Denise Hole thinks of her cellphone as the lifeline to her family.
She has two boys with autism that she needs to stay connected to. If there’s an emergency or they need to reach out to calm their anxiety, Hole has always been able to pick up the phone.
“It’s probably more important than my home phone,” she tells Global News.
But last week she checked her phone only to discover it would no longer connect. Thinking the worst, she panicked. She called Rogers to find out what had happened, only to be told that she had ported, or moved, her phone number over to Bell Canada.
Except she’d done no such thing. After hours of investigating, she was told she was the victim of a scam called “unauthorized porting.”
In the time she had lost control of her phone, the culprit had downloaded email and banking apps and had tried to reset passwords.
“I had logins from all sorts of countries,” she says. “Phillippines, Argentina…. “
She scrambled to change her passwords, praying she got it done before any real theft could occur.
“I tried to stay ahead of it, at least I hope I did,” she says.
Unauthorized porting is similar to another scam the Ontario Provincial Police warned consumers about this week: SIM swapping. Both involve a third party convincing a call centre employee that they’re you. In SIM swapping, the victim’s information is transferred to the criminal’s SIM card. The only difference with unauthorized porting is that the phone number is moved to another carrier.
Once the fraudster has control of the phone, email and banking apps are downloaded and password reset requests are sent out. From there, they can gain access to personal and financial information.
“It’s shaken people because we’ve told people that you can be more secure by adding a PIN or by using your phone number for a verification code for your bank or for other services,” says Herjavec Group COO Ira Goldstein. “And now that verification call code — the thing that we’ve told people will make them more secure — is in itself insecure.”

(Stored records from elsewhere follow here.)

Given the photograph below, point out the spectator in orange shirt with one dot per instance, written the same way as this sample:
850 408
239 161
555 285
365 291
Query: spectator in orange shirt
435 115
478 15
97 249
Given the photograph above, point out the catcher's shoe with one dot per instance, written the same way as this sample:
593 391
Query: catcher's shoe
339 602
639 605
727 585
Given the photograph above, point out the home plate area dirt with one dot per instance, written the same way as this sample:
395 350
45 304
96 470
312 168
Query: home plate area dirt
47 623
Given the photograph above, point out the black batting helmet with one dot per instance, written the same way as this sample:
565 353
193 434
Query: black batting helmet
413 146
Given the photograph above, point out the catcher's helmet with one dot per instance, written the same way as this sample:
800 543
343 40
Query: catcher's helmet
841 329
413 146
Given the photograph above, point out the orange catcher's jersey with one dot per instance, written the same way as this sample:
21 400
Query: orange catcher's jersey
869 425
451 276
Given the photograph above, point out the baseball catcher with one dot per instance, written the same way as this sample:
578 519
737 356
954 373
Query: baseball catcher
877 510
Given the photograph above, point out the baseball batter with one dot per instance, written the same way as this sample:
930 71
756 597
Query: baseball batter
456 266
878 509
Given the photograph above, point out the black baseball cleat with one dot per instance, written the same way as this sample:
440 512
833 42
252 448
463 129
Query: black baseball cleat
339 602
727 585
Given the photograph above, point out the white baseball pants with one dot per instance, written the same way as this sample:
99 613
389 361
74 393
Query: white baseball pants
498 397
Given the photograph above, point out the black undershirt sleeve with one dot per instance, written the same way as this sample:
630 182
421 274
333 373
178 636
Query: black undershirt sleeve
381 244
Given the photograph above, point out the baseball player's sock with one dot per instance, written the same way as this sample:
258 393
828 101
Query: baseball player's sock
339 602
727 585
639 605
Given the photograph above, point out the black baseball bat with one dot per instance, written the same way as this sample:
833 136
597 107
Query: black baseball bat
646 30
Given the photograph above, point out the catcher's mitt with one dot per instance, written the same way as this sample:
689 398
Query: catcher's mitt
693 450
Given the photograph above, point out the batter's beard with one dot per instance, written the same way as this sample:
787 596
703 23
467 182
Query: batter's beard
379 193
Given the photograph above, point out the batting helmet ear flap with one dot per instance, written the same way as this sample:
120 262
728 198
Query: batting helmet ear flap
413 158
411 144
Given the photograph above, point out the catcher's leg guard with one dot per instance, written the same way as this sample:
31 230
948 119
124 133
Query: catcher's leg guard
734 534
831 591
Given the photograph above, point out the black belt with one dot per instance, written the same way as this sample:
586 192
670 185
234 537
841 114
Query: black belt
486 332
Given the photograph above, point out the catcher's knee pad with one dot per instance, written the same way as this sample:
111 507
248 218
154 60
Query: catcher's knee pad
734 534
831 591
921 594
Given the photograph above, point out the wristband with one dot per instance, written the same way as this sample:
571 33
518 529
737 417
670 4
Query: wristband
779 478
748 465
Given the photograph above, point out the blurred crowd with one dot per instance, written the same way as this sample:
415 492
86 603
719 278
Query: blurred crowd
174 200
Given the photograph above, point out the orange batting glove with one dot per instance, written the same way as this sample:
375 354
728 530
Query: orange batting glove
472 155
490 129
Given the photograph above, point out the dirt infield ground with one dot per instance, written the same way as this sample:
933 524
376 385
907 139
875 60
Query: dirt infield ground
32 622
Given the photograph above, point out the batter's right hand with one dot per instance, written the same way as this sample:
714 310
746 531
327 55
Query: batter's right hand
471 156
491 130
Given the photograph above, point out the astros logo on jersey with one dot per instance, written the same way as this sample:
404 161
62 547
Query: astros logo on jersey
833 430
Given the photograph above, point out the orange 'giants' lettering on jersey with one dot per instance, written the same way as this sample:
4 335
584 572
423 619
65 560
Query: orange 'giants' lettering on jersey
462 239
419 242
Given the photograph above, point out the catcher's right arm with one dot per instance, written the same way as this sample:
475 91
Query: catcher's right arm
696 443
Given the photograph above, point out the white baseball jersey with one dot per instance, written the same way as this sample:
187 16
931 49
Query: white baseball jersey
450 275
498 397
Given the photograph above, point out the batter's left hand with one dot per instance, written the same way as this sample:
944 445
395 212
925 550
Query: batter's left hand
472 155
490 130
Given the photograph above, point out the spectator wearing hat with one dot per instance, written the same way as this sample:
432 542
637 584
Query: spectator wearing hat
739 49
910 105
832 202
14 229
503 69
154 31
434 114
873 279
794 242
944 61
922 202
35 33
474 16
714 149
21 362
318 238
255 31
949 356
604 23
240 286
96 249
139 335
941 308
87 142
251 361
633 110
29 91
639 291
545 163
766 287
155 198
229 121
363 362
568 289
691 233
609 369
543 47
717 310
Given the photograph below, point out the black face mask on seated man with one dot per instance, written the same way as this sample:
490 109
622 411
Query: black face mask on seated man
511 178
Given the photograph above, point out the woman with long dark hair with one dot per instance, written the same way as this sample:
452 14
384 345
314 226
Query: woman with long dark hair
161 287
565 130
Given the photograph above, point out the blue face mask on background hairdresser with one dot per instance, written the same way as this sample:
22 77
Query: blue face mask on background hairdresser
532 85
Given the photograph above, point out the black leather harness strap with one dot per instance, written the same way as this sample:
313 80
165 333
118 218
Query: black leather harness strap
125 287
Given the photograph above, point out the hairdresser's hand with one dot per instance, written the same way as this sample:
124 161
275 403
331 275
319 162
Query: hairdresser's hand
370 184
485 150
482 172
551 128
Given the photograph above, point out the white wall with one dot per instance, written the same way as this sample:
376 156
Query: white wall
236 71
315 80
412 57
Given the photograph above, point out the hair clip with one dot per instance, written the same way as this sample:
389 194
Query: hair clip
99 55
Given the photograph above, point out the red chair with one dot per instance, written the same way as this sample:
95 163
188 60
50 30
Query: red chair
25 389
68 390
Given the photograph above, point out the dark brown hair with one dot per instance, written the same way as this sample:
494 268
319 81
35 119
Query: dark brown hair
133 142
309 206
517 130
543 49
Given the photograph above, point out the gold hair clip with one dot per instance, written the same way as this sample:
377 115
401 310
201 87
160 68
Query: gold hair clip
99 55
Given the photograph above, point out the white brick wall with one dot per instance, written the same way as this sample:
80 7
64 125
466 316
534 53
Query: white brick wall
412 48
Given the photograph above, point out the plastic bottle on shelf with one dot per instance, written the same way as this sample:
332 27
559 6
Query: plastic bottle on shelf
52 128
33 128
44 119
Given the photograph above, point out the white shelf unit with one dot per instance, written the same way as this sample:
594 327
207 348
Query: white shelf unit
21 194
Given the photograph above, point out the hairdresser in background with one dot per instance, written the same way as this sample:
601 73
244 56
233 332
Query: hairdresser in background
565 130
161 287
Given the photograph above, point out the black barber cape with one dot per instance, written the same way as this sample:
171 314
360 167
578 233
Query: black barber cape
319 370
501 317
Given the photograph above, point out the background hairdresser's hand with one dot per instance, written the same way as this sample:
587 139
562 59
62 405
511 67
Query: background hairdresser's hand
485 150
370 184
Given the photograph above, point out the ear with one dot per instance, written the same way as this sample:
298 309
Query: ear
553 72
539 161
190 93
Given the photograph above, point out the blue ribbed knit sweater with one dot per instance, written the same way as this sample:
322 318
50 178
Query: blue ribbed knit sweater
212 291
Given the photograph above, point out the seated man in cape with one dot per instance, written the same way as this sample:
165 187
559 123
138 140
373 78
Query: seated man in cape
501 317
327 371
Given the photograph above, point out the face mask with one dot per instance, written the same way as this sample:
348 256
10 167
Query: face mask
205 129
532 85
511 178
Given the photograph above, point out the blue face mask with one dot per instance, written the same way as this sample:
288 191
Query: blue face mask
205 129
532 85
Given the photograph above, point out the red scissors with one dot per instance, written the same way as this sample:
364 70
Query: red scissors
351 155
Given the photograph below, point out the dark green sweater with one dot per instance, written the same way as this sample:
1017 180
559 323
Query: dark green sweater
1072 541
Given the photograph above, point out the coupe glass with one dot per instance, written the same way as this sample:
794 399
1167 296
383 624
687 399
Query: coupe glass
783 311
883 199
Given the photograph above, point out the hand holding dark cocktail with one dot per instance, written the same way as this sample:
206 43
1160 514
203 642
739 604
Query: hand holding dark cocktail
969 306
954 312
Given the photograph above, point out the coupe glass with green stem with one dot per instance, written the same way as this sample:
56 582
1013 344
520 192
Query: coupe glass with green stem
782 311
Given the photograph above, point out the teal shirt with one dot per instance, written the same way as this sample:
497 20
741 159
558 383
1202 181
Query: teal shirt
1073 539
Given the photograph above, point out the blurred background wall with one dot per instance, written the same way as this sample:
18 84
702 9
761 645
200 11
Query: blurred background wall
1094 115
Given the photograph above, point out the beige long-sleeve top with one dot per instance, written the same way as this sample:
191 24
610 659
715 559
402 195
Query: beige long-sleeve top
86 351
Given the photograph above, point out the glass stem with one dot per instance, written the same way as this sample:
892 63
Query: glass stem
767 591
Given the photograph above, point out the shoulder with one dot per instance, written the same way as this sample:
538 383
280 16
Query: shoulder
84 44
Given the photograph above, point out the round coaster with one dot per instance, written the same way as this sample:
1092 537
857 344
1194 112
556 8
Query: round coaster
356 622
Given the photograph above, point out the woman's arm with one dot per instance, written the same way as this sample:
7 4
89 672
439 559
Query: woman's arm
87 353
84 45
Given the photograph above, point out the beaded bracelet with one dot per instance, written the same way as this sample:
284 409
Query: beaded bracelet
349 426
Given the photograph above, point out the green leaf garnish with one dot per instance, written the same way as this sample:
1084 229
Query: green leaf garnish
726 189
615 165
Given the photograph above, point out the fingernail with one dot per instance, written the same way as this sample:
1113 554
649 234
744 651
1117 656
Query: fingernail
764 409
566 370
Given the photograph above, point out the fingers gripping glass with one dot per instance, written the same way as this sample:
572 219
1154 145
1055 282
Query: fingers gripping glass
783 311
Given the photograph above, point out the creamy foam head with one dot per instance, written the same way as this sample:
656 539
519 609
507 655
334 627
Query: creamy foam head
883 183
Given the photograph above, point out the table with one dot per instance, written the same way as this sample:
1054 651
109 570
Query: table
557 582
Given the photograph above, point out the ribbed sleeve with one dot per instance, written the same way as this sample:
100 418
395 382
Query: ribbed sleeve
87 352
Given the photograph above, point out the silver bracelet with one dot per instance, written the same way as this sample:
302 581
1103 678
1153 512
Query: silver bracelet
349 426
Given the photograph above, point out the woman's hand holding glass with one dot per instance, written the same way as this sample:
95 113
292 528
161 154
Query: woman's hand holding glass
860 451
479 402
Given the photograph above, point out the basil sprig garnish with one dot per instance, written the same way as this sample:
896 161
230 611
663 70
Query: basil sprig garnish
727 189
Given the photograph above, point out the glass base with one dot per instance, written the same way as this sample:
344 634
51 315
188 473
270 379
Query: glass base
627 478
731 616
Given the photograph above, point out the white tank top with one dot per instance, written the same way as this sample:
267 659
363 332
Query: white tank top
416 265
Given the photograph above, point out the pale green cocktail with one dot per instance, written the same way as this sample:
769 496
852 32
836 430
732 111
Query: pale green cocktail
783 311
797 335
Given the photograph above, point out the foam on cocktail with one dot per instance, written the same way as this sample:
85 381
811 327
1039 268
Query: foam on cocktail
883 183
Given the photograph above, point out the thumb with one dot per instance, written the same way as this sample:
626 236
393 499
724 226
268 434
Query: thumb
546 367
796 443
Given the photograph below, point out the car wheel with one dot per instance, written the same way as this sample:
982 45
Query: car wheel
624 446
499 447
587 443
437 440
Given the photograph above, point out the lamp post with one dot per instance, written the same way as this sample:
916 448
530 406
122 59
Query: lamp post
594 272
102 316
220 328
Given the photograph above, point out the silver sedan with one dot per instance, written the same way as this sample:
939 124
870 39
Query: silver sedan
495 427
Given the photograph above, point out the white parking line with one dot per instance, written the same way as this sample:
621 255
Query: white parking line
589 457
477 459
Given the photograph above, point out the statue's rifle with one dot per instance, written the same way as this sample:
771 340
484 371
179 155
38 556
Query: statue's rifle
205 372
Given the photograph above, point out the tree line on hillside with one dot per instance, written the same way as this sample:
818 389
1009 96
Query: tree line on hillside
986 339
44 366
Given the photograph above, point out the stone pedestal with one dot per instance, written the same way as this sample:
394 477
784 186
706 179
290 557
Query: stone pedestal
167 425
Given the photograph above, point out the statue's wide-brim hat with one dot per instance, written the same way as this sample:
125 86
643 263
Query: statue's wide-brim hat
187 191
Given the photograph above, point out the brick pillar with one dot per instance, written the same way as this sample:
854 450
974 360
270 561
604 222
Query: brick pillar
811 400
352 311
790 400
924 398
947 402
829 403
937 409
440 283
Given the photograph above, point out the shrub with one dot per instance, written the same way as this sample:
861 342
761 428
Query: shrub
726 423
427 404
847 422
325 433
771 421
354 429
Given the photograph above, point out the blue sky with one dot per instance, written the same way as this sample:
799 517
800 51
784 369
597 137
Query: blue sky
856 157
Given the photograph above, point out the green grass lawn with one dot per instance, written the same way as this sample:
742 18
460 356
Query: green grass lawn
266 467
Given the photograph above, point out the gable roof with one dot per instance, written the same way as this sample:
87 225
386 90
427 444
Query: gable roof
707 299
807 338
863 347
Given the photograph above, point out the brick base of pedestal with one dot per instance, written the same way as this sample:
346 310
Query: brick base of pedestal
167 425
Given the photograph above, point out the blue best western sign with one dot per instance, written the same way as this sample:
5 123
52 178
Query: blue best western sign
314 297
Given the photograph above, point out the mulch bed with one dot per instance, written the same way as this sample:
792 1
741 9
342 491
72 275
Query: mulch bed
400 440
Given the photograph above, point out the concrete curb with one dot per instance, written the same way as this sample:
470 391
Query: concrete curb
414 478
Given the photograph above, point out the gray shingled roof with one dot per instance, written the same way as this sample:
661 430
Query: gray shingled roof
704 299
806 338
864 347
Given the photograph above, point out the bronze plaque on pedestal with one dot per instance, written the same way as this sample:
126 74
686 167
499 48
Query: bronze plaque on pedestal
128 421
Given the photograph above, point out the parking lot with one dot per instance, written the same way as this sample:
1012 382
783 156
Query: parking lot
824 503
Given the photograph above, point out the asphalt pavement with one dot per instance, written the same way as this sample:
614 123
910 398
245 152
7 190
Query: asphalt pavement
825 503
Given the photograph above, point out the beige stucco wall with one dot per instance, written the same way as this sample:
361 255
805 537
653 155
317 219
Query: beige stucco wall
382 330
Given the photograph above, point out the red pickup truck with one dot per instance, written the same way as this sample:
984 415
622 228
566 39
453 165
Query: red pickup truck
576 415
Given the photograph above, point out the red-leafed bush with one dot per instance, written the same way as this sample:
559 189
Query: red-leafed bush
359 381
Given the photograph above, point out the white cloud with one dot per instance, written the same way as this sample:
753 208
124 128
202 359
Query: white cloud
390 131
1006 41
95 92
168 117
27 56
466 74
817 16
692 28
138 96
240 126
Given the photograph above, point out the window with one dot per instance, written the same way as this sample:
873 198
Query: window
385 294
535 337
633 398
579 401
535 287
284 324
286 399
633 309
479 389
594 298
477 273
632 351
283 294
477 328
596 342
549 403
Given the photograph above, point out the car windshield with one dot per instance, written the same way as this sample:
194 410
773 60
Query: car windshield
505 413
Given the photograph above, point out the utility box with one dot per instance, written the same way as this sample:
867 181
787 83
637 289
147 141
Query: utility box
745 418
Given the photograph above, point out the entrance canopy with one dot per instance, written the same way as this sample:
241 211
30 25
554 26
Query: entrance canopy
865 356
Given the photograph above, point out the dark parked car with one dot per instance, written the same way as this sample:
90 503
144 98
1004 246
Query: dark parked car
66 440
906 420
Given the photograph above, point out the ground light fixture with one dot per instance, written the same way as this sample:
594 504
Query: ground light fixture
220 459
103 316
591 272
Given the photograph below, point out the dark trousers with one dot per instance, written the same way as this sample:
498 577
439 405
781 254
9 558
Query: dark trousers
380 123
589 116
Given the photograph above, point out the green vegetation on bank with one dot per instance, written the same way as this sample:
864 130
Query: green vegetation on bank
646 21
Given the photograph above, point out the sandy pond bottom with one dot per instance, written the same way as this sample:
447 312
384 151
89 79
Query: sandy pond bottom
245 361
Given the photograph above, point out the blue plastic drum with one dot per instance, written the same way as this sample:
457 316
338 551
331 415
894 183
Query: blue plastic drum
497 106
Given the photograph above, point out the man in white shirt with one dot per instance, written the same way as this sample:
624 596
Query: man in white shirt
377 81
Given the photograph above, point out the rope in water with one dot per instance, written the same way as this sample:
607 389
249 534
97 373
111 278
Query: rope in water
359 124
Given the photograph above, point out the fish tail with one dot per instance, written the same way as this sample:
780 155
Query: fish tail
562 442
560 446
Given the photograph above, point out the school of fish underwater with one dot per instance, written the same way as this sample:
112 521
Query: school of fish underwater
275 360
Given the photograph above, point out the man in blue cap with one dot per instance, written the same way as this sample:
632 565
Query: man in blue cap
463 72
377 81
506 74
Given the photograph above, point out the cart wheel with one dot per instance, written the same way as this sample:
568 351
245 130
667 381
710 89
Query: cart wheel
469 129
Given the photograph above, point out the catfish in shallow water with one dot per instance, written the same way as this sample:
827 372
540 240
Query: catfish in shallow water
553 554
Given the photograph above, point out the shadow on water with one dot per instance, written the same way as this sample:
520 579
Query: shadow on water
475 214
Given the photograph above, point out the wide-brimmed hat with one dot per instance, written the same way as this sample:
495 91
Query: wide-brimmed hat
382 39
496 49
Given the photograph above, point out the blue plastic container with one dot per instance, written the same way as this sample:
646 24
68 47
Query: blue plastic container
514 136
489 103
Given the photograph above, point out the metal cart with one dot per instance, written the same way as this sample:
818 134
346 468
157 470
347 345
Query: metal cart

Hole had a PIN that she says even her husband didn’t know, yet someone else was still able to get control of her account.
The Canadian Wireless Telecommunications Association told Global News it is constantly speaking to carriers about fraud.
“From an industry perspective, our members take their customers’ privacy and security very seriously,” the CWTA said.
But there is a glaring hole in the system. When the Canadian Radio-television and Telecommunications Commission mandated that carriers allow customers to port their phone numbers when they switch cell phone providers, it inadvertently made it easier for fraudsters to gain access to customers’ accounts. On the CWTA website, consumers are told they only need to provide a phone number and account number to verify identity, both easily accessible to fraudsters.
“I think the wireless carriers have a problem,” says Goldstein. “Consumers have a problem really fundamentally. And the question is, who is going to solve the problem? I really think this comes down to an ecosystem of carriers that provide phone service to people and they need to ensure that that ecosystem is secure.”
PIN numbers and security measures only work if they’re used, says Goldstein. And even then, human error and fraud still occur. He says the only real way to ensure security is through biometrics because a fraudster might be able to guess a password, but facial recognition and fingerprints are unique.